Of all the sounds I expected to hear as I pushed open the thick door of Examination Room 3, the anguished sobs stopped me in my tracks.
Wide-eyed and mouth agape, I stared. Agonizingly long seconds passed.
“Hello, my name is Jimmy…” My mouth instinctively prattled the standard script I had practiced for the last two years. The woman looked up. Behind a mess of straw-colored hair, her red swollen eyes met mine. Dark streaks of mascara painted her face like a Kabuki mask.
I could feel the sweat forming on my face. “I don’t know what to do,” the woman wailed between sobs.
But let’s rewind a bit. It was my first night in the ER. As a clerk, I conducted the initial history interview and physical exam on patients, and then reported back to discuss assessment and management.
A few hours and several cases later, my confidence began to grow. About three-quarters of the way through the night, I asked my attending Dr. T if there was anyone else I could see.
“Why don’t you go see the patient in exam room three? Harris. Jaclyn. She’s been waiting for a long time now.”
That’s how I met Jackie.
Now there I stood, dazed, whatever shred of confidence I had built, gone. Funny how little it takes to bring you back to square one.
My brain moved like molasses. In the neural pathway to my vocal cords, a few synapses fired aimlessly, and words drunkenly staggered out of my mouth. I cringed at the phrasing I used.
Jackie did not notice. She brushed a clump of hair out of her eyes and began to talk.
Over the course of the next hour I followed Jackie through her life.
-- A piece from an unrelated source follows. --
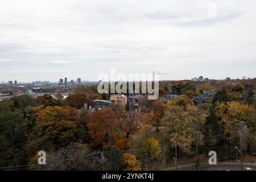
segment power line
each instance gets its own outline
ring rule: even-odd
[[[230,133],[233,133],[235,132],[237,132],[237,131],[232,131],[232,132],[230,132],[229,133],[229,134]],[[223,135],[225,135],[226,134],[218,134],[218,135],[213,135],[213,136],[210,136],[210,137],[213,137],[213,136],[218,136],[218,137],[216,137],[216,138],[211,138],[211,139],[208,139],[206,140],[203,140],[202,142],[203,142],[204,143],[209,143],[209,142],[214,142],[214,141],[218,141],[218,140],[223,140],[225,139],[229,139],[229,138],[235,138],[235,137],[237,137],[238,136],[240,136],[240,134],[238,135],[230,135],[230,136],[221,136]],[[241,134],[241,135],[249,135],[249,136],[256,136],[255,135],[246,135],[246,134]],[[187,143],[187,144],[181,144],[181,145],[179,145],[180,147],[181,146],[188,146],[188,145],[192,145],[195,143],[196,143],[196,142],[191,142],[189,143]],[[162,146],[162,147],[163,148],[167,148],[168,147],[175,147],[176,144],[173,144],[171,142],[168,142],[168,143],[165,143],[164,144],[169,144],[167,145],[163,145]],[[159,150],[161,148],[161,146],[153,146],[153,147],[141,147],[141,148],[134,148],[134,149],[131,149],[131,150],[121,150],[120,151],[121,152],[130,152],[131,153],[134,153],[134,152],[137,152],[138,151],[141,151],[142,152],[148,152],[148,151],[154,151],[154,150]],[[88,155],[86,156],[85,156],[84,157],[89,157],[91,156],[93,156],[95,155],[97,155],[97,154],[100,154],[101,153],[109,153],[111,152],[111,151],[100,151],[98,152],[96,152],[94,154],[92,154],[90,155]],[[58,163],[59,162],[64,162],[64,161],[71,161],[71,160],[79,160],[77,159],[64,159],[64,160],[61,160],[58,162]],[[18,167],[30,167],[31,166],[31,165],[24,165],[24,166],[10,166],[10,167],[0,167],[0,169],[6,169],[6,168],[18,168]],[[21,170],[21,169],[28,169],[29,168],[29,167],[27,167],[27,168],[19,168],[19,169],[10,169],[8,171],[14,171],[14,170]]]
Here and there, I asked questions, clumsy attempts to direct her history. Yet these inquiries fell on deaf ears to Jackie. Gradually, I stopped probing and just went with the flow. I began to listen.
Ears and eyes. Hearing the words of her tragic past, recounting episodes of loss, neglect, molestation and abuse. The nuances of her voice, the trembling of her breath between words, and the sobs that bubbled through while she talked. Seeing her hand clutched around the tear-soaked Kleenex, I could count the veins as they popped out. She shifted back and forth, almost as if it was too painful to sit in one place for too long.
A fog enveloped my mind. How could I help her?
Defeated, my mental arsenal bare of options, I nodded along. She soon concluded, capping it off with another desperate plea of help. I muttered “we would look into it,” purposely shielding myself with the all-disseminating we.
Emerging from Exam Room 3, the rest of the department hummed away at its usual pace, completely indifferent to what just transpired. I scanned the bay for Dr. T. I spotted him hunched over a desk, analyzing an abdominal CT.
“Hey Dr. T, I was able to get a history from Mrs. Harris. Do you want to hear it?”
“Sure thing, Jim. Just one second.”
He leaned back as if reclining on a La-Z-Boy before a Monday night football match. I reviewed the chart, and told him the stressors in Jackie’s life, including an incredibly emotionally abusive partner. I emphasized that she had used the term suicide, a word that cowed me when I heard her say it, a few times during the interview.
“She was so upset and kept asking for help over and over again. She did not seem to know what she could do for herself at the moment, and I’m not too sure what I could offer to help her, considering the time of night it is.” Dr. T listened and nodded as I wrapped up.
“It certainly sounds like she had many emotional traumas, and honestly, we can’t really help her with a lot of that. The emergency room is not the place to heal the wounds that have resulted from so many years of abuse. I’m sure she has some form of PTSD. We can keep her safe and settled here tonight and consult psychiatry in the morning so they can assess her.”
I asked Dr. T, “Is that all? What about all that crying? I just didn’t know what I could do to help.”
“There is never an easy answer here, Jimmy. Sometimes you can solve things. Great. Sometimes you can’t, but you know who can. And sometimes it’s bigger than you. You’re going to have to be comfortable with that feeling of being lost, because it’s going to be with you for the long run.”
Overhead, fluorescent lights flickered. Dr. T wheeled over to a different computer and opened Jackie’s file. He unceremoniously checked a “complete” box. The file disappeared. Swallowed somewhere into the ether of the hospital’s digital network, it was as if Jackie ceased to exist.
“Come on Jimmy, let’s see bed eight. This will be a good case.”
I glanced once more at Jackie’s chart. It was covered in a furious scribblings of my notes. A feeling of doubt still lingered. I did not like it, but I could not shake it.
With one final sigh, I put the chart back into the drawer and followed.
Editor’s note: The patient’s name in this article is a pseudonym and has been changed to preserve patient privacy.
The clerkship experience can be the definition of tumultuous. As we’re suddenly tossed into the wards, it’s easy to become caught up in the shuffle as we move through our service rotation. These posts try to take a step back and become “a fly on the wall” observing and reflecting on the overall movement through clerkships.